You watch Barry Sanders for the losses—when he stumbles backward to avoid an ankle tackle, switches direction, away from the design of the play, can't escape—as much for the moments when these accidents take him into the open field...
You watch him for what might happen.
The texture of the games are of him! Whether the Lions have the ball; whether they pass or run when they do; what happens when he touches it...
Barry Sanders' running is an example of the extreme sensitivity of form.
You can also call this limits.
Watching Barry Sanders is like reading a poem.
In his poem responding to the attacks of 9/11, Ben Lerner, a poet in the generation just ahead of mine, writes:
"Formalism is the belief that the eye does violence to the object it apprehends.

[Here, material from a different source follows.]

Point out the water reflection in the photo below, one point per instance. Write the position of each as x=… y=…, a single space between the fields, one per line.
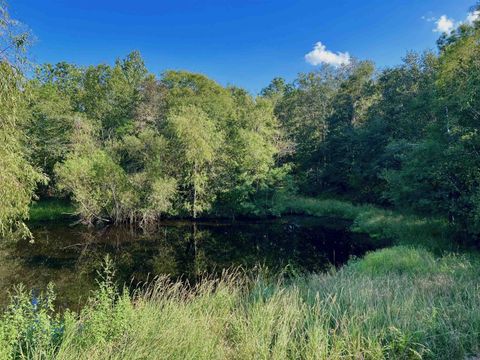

All formalisms are therefore sad.
A negative formalism acknowledges the violence intrinsic to its method.
...
Negative formalisms catalyze an experience of structure.

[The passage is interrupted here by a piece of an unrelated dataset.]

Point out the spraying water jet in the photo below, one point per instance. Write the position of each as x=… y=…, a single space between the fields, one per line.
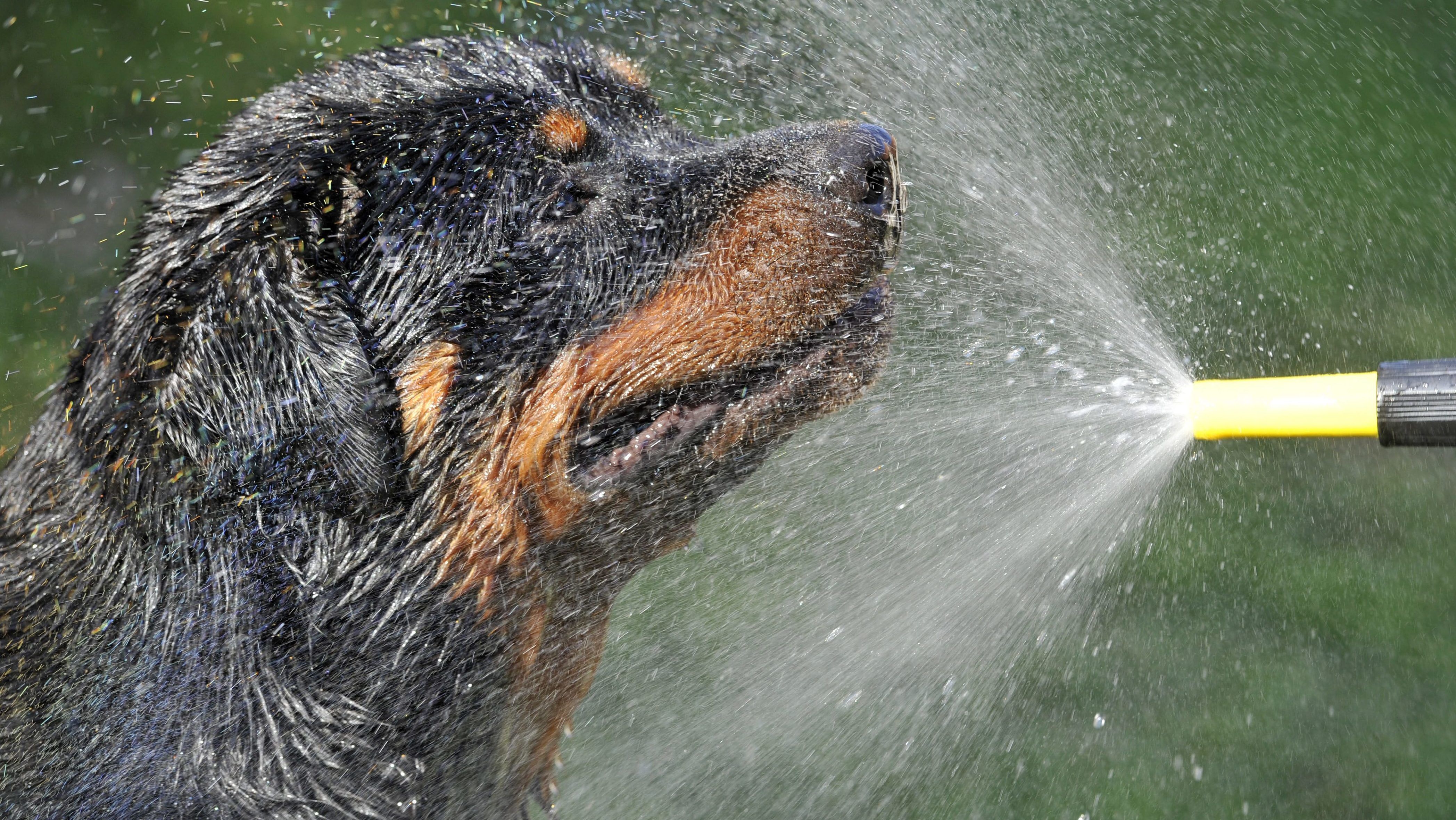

The experience of structure is sad,
but, by revealing the contingency of content,
it authorizes hope."


The strange thing about Barry Sanders was that, in a sport like football, he avoided violence. Players rarely were able to tackle him, head-on, because he moved to such an impossible logic. He was in absolutely perfect shape for a running back his age; at the height of his career. I was out of the room when news of his retirement hit ESPN. I didn't believe Will, my best friend at the time, and so we watched SportsCenter all the way through, until it started back over.